Les cérémonies soulignant le 100e anniversaire du Fenway Park de Boston ont incité les chroniqueurs de baseball à fouiller dans leurs souvenirs et dans leurs archives.
Peter Gammons, qui suit les activités des Red Sox depuis plus de 40 ans, n’a pas manqué de rappeler les exploits de Carl Yastrzemki et de Jim Lonborg en 1967, les attrapés spectaculaires de Dwight Evans au champ droit, le travail étincelant de Pedro Martinez après son acquisition des Expos de Montréal, le courage de Curt Schilling, le circuit de Carlton Fisk dans la Série mondiale de 1975, les coups de canon de David Ortiz, de Jim Rice et de Mo Vaughn, la régularité de Wade Boggs, le circuit de Ted Williams à sa dernière présence au bâton et bien d’autres choses encore.
La tradition des Red Sox est tellement riche qu’elle nous ramène à des légendes comme Cy Young, Babe Ruth, Bobby Doerr, Johnny Pesky, Mel Parnell et Joe Cronin.
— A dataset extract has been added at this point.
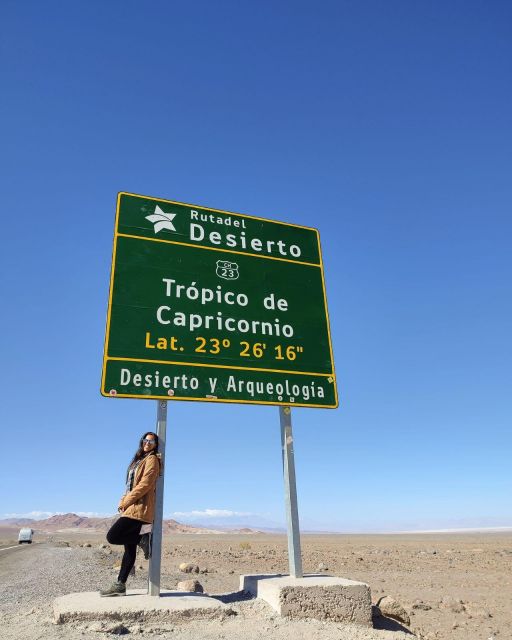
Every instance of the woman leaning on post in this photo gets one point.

Les Yankees, 27 fois champions de la Série mondiale, sont la seule équipe sportive avec un plus grand nombre de héros.
C’est ce qui m’incite à vous parler de Babe Ruth, le plus grand dieu du stade au début du XXe siècle.
Si vous ne le savez pas encore, Ruth a été un fameux lanceur gaucher pour les Red Sox entre 1914 et 1919 avant de connaître la gloire à New York. Il a eu deux saisons de 20 victoires et il a compilé une fiche globale de 94-46 avec une excellente moyenne de points mérités de 2,28. Il a aussi aidé à son équipe à gagner trois Séries mondiales.
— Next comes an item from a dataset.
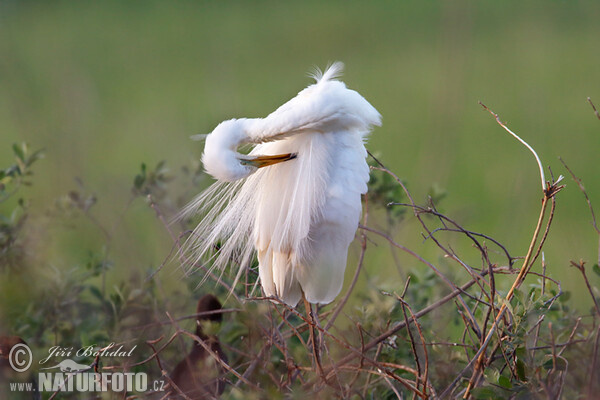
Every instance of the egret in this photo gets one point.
(295, 198)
En 1919, Ruth s’est mis à jouer au champ extérieur les jours où il n’était pas d’office au monticule. Il a si bien fait qu’il a terminé la campagne avec 29 circuits et 114 points produits en seulement 432 présences au bâton. Sa carrière de lanceur venait de prendre fin.
Une fois la saison terminée, il a avisé le propriétaire Harry Frazee qu’il voulait doubler son salaire de 10 000$, sinon il rentrait à la maison. Producteur de spectacles sur Broadway, Frazee avait des problèmes de liquidités et ne voulait pas se plier aux exigences de son joueur étoile. Il a donc tenté de l’échanger au plus offrant. Ce n’est pas sans nous rappeler l’histoire de Peter Pocklington et de Wayne Gretzky.
Les White Sox de Chicago ont offert Shoeless Joe Jackson et une somme de 60 000$. C’était une proposition fort alléchante, mais les Yankees n’avaient pas dit leur dernier mot. Ils sont revenus à la charge en offrant un montant de 125 000$ à Frazee, plus un prêt de 300 000$ pour financer ses entreprises. C’est ainsi que Babe Ruth a pris la route de New York pour devenir la plus grande attraction de son époque.
Il serait trop long d’énumérer les exploits du Bambino dans l’uniforme rayé. Disons simplement qu’il a connu dix saisons de 40 circuits et plus, dont un sommet de 60 en 1924. Il a aussi formé un des plus fameux duos de frappeurs de tous les temps avec Lou Gehrig. Les deux hommes étaient très différents et ne se parlaient presque jamais, mais ils faisaient trembler les lanceurs adverses.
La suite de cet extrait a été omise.